En réalité, ladite lettre fût envoyée le 14 Février au Conseil de Madame BORREL, ainsi qu’en atteste le cachet de la poste.

C’est certainement une manière toute particulière de Monsieur le Procureur, de communiquer dans une affaire que nous considérons être une affaire d’État.

L’incohérence ne s’arrêtant pas là et alors que nous avions sollicité de pouvoir participer à une nouvelle reconstitution sur les lieux, nous apprenions par le journal  » France Soir  » du Vendredi 3 Mars, le départ des Magistrats Instructeurs à DJIBOUTI, en compagnie de Monsieur le Procureur Adjoint, Monsieur DAUVEL.

Bien entendu cet article comporte une violation du secret de l’instruction par ceux qui y sont tenus (puisqu’il est fait explicitement référence au procès-verbal de synthèse et à une audition toute récente), mais surtout démontre la volonté des Magistrats de dialoguer davantage avec les médias qu’avec la partie civile, ce qui est une bien curieuse conception d’une justice sereine.

Nous avons donc demandé à l’Ambassade de DJIBOUTI de pouvoir bénéficier d’un visa pour nous rendre sur place afin de défendre les intérêts de nos clients.
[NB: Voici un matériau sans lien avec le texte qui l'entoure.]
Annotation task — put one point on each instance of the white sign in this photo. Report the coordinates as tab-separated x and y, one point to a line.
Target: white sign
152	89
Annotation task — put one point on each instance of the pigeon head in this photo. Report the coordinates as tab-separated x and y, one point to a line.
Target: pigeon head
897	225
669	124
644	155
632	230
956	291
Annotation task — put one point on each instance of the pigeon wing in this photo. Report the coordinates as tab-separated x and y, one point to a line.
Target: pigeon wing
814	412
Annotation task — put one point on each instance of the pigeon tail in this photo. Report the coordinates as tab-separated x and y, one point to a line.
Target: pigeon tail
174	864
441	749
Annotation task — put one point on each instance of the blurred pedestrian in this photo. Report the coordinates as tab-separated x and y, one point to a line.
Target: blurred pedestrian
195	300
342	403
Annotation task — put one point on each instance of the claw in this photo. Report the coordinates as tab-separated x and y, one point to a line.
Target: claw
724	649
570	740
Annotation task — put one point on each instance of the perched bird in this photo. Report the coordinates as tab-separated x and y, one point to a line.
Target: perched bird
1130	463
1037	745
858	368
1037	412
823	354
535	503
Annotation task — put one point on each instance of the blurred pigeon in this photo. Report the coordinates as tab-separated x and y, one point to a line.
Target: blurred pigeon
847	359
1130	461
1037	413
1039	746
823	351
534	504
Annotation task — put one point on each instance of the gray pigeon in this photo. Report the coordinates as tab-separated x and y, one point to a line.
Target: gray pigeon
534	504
Quelle ne fût pas notre surprise de constater que, dans un communiqué en date du 6 Mars 2000, l’Ambassade de la République de DJIBOUTI refusait de nous accorder un visa au motif que  » les Juges d’Instruction Français, n’ont pas invité la partie civile à la reconstitution relative à la mort du Juge BORREL « .

Fâcheuse coïncidence entre le comportement de la Justice Française et la position des autorités djiboutiennes, pour priver les parties civiles d’exercer leurs droits. ..

Pour Madame BORREL, sa stupéfaction fût encore plus grande lorsqu’elle s’aperçut que Monsieur LE LOIRE, dans l’émission  » CAPITAL  » sur M6, le Dimanche 12 Mars 2000, s’était rendu à DJIBOUTI en compagnie de différents journalistes, participer à une reconstitution que tous les téléspectateurs ont pu voir sur une chaîne publique, dans le cadre de la disparition d’un militaire français.

On accepte donc la présence de journalistes lors d’une reconstitution effectuée par le Juge LE LOIRE à DJIBOUTI, alors que dans le même temps on empêche les Avocats des parties civiles d’assister à un acte de même nature, dans une affaire particulièrement
sensible.

Tout cela est rocambolesque et indigne, sauf à considérer que la Justice devient une accumulation de bizarreries la discréditant définitivement, ce que nous ne saurions tolérer.

Du fait même de la gravité des accusations que nous portons à votre connaissance, nous vous demandons d’une part de bien vouloir nous recevoir personnellement au plus vite en compagnie de notre cliente et d’autre part de diligenter une enquête de l’Inspection Générale des Services Judiciaires.

Nous vous prions d’agréer, Madame Le Garde des Sceaux, l’assurance de notre haute considération.